Andrzej Bartoszewicz zaznacza, że przejście na główny rynek notowań to realizacje zobowiązań wobec akcjonariuszy, którzy udzielali firmie kapitału w 2012 i 2013 r.
– Nie rozważamy emisji akcji. Wcześniejsze emisje umożliwiły nam przygotowanie premier nowych modeli łodzi oraz zakup stoczni w Tczewie. W tym momencie raczej realizujemy program wykupu obligacji niż emisję nowych akcji – mówi Bartoszewicz.
W najbliższy piątek na Catalyst wygasną notowane obligacje serii D (ADB0115 – wartość emisji 1,05 mln zł) i E (ADM0115 – wartość emisji 3,27 mln zł), a Admiral Boats wykupi je 16 stycznia 2015 r., ostatnią sesją notowań papierów był 5 stycznia.
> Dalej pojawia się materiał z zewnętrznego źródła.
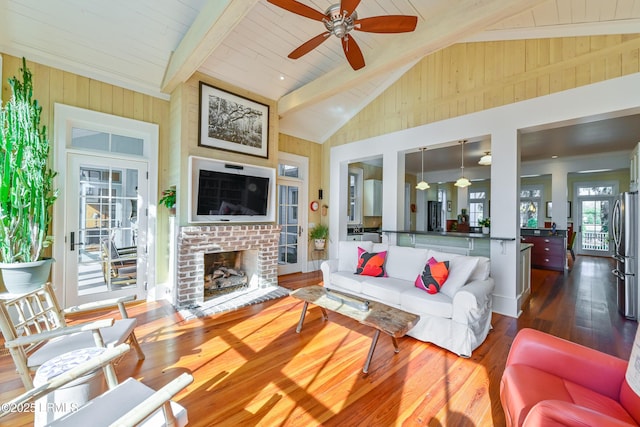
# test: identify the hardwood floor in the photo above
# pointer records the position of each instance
(251, 368)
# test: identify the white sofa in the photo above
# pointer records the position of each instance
(457, 318)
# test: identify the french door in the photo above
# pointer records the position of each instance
(292, 214)
(105, 251)
(594, 236)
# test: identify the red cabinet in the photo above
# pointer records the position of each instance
(548, 252)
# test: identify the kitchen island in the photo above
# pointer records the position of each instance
(477, 244)
(549, 249)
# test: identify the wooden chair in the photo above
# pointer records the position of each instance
(35, 330)
(570, 243)
(119, 266)
(130, 403)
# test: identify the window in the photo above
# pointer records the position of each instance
(355, 196)
(530, 204)
(477, 206)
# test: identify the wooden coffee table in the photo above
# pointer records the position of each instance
(392, 321)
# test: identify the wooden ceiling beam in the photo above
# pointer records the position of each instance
(213, 24)
(443, 29)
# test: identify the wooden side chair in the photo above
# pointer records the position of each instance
(570, 243)
(35, 330)
(130, 403)
(119, 265)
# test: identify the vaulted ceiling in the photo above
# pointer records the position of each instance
(153, 45)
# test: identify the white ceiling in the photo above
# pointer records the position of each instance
(153, 45)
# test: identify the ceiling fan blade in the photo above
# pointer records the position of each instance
(349, 6)
(352, 52)
(308, 46)
(387, 24)
(298, 8)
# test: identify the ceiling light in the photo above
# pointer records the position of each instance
(422, 185)
(486, 159)
(462, 182)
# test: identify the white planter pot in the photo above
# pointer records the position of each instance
(23, 277)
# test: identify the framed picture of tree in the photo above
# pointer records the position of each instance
(233, 123)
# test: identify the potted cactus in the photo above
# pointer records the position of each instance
(26, 189)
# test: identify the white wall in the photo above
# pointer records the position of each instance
(503, 124)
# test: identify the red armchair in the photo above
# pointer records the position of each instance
(549, 381)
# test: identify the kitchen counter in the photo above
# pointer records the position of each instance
(449, 241)
(441, 233)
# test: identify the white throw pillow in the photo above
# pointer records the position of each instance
(404, 262)
(460, 269)
(348, 254)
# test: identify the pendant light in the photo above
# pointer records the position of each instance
(462, 181)
(422, 185)
(486, 159)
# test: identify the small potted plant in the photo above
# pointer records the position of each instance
(485, 224)
(169, 200)
(319, 234)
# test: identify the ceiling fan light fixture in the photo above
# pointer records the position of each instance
(486, 159)
(462, 182)
(337, 22)
(422, 185)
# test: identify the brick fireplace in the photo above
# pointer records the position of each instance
(194, 242)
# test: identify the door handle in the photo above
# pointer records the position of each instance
(72, 241)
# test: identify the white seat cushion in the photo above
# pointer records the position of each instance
(347, 280)
(418, 301)
(108, 407)
(386, 289)
(112, 336)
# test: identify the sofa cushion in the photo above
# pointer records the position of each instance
(433, 276)
(371, 263)
(385, 289)
(348, 254)
(482, 270)
(405, 262)
(347, 281)
(460, 269)
(417, 301)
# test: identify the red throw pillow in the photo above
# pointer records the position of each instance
(433, 276)
(371, 263)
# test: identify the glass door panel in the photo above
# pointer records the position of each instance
(593, 236)
(104, 251)
(288, 246)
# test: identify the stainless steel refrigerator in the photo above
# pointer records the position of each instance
(625, 236)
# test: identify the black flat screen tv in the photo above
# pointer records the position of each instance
(231, 192)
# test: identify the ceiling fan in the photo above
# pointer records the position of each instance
(339, 19)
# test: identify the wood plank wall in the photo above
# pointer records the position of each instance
(52, 85)
(471, 77)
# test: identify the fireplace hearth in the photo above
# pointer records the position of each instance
(224, 272)
(258, 249)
Według raportu KPMG „Rynek dóbr luksusowych w Polsce w 2014 r.” Polacy rocznie wydają na zakup jachtów 144 mln zł, a w 2017 r. prognozuje się wzrost rynku do 176 mln zł. Z kolei z danych Polskiej Izby Przemysłu Jachtowego i Sportów Wodnych wynika, że w Polsce rocznie powstaje 22 tys. jednostek pływających, z czego 95 proc. trafia na eksport.
– Najbardziej perspektywicznymi krajami dla naszej firmy są Dania, Francja i Hiszpania. Obserwujemy tam największą dynamikę i wzrosty sprzedaży – wymienia Bartoszewicz.
Jak tłumaczy, firma woli skupić się na rozwoju w obrębie Europy ze względu na bliskość rynków i łatwiejszą logistykę.
– Poszukujemy rynków zbytu w jak najbliższym zasięgu, tam, gdzie moglibyśmy wywiązywać się ze swoich zobowiązań gwarancyjnych. Na koszty dostawy, transportu i serwisu istotny wpływ wywiera docelowa lokalizacja klientów. Wysłanie łodzi nawet do Rosji, w rejon Morza Czarnego, już jest dla nas kłopotliwe, gdyż koszty serwisowania w tak odległych miejscach mogą nie być opłacalne – wyjaśnia prezes zarządu Admiral Boats.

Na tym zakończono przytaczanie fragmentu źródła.